A suggestion was made that a police supervisor should have been called. This would have entailed another 15 or 20 minutes of police presence with a crowd gathering.
Obviously, since the officers have been found by the Court not to have violated the Plaintiff's constitutional rights, for use of excessive force, there would not be any liability on the part of the City of Charlotte.
The Plaintiff's Complaint contained allegations that the City violated Plaintiff's civil rights by failing to supervise or properly train its police officers to identify and respond to the Plaintiff's medical problem, by failing to supervise or train its police officers to insure that reasonable alternatives to the restraint used on Plaintiff were known and available to officers, that Plaintiff was a qualified handicapped person on November 12, 1984, and that the City or its police officers discriminated against Plaintiff on the basis of his handicap.
The evidence, however, shows, taking Plaintiff's witness Dr. Meadows' testimony, that the Charlotte Police Department's training of its officers met or exceeded the number of hours required by the State.

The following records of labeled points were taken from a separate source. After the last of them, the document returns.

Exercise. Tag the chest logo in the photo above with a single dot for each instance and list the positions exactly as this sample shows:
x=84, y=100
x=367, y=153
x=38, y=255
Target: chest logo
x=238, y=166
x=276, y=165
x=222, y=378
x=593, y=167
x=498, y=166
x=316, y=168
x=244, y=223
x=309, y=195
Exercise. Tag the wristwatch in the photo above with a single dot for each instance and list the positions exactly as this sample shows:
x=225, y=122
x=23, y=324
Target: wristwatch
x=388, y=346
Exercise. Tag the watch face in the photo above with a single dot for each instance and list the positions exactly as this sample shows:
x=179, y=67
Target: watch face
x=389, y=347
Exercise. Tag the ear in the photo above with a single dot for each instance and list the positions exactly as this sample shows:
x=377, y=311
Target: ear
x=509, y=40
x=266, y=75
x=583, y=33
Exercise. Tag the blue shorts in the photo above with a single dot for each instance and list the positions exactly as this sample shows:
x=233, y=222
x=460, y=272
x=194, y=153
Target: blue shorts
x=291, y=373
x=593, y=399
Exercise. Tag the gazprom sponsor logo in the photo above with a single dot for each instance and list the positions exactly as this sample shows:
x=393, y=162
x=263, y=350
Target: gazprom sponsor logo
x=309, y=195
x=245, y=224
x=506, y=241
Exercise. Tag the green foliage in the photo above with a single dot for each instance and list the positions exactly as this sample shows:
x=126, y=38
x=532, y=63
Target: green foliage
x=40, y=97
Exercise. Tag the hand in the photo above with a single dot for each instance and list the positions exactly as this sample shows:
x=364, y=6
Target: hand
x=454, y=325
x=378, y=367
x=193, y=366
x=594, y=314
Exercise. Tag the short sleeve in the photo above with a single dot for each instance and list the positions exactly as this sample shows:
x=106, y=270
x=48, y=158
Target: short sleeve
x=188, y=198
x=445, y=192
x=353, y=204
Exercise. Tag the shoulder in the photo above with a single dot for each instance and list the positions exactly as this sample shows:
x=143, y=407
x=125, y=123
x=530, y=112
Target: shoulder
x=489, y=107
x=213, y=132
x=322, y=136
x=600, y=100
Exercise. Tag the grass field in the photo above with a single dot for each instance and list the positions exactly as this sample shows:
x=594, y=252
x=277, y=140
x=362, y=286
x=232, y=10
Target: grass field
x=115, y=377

Further, § 504 of the Rehabilitation Act of 1973, Title 29 U.S.C. § 794, refers to discrimination against a handicapped person by reason of his handicap by exclusion from any program or activity receiving Federal Financial Assistance. The stopping of the Plaintiff under the circumstances of this case and the restraint of the Plaintiff who was having an insulin reaction by no stretch of the imagination would be prohibited by N.C.G.S. § 168-2, § 504 of the Rehabilitation Act of 1973.
NOW, THEREFORE, IT IS ORDERED that all Defendants' Motions for a directed verdict as to all counts of the Plaintiff's Complaint are GRANTED.